According to folklore recorded from pupils at Hospital National School, St Bridget's Well relocated itself after a child was washed in it, an act apparently considered an affront to its sanctity. The same source credits it with curing styes, those small and unglamorous infections of the eyelid that nonetheless loom large in the folk medicine of holy wells across Ireland. It appears on no maps, and by the mid-twentieth century it had already fallen into a state of some neglect, its edges broken up by cattle trampling freely around it.

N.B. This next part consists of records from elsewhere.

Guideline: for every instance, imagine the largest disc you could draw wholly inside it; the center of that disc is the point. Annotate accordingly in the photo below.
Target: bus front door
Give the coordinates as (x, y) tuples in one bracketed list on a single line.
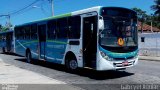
[(42, 40), (89, 41)]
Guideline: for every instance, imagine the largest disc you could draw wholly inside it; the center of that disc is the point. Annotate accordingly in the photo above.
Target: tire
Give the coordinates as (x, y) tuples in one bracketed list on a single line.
[(72, 64), (28, 57)]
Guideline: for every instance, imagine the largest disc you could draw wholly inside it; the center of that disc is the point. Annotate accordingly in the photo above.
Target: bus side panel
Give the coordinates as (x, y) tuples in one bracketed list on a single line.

The well was first noted in print by O'Kelly in the North Munster Antiquarian Journal in 1944, and a more detailed account was published by Caoimhín Ó Danachair in 1955. Ó Danachair, who was also a collector and photographer for the Irish Folklore Commission, documented the site in photographs in 1954, images now held by the National Folklore Collection at UCD and accessible through the Dúchas archive. His notes record that devotion to the well had lapsed by the time he encountered it, though there had been a revival of sorts on St Bridget's Day in 1940. What the original ritual involved is not known. The well's founding legend follows a pattern found at other Brigid-associated sites: the saint was refused a drink of water, struck the ground, and a spring rose up in answer.

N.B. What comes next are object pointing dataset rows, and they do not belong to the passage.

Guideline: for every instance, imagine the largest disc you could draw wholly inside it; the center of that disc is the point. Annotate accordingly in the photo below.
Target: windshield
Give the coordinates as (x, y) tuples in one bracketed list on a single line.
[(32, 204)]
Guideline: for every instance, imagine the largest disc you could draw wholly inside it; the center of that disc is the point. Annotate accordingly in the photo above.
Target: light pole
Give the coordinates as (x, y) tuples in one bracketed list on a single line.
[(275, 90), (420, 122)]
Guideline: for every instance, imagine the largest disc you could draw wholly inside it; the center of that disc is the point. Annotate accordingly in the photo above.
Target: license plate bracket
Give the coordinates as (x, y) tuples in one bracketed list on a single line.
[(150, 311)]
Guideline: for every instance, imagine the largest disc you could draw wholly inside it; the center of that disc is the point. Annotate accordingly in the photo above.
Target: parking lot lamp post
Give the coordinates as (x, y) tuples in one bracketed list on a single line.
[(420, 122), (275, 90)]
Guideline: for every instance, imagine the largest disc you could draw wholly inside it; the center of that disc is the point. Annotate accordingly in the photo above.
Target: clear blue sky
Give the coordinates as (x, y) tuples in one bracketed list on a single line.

The well sits to the west of Kilteely village, though its exact location requires some local knowledge given that it features on no published maps. Because it is in open farmland and has historically suffered from cattle damage, visitors should expect a rough and unimproved setting rather than a maintained heritage site. The first day of February, St Bridget's Day, is the obvious time to visit if you want to follow the calendar the 1940 revival observed, though the well carries its associations quietly enough at any season. The Dúchas photographs from 1954 are worth consulting beforehand, both as a guide to what to look for and as a record of how the site appeared when Ó Danachair found it more than seventy years ago.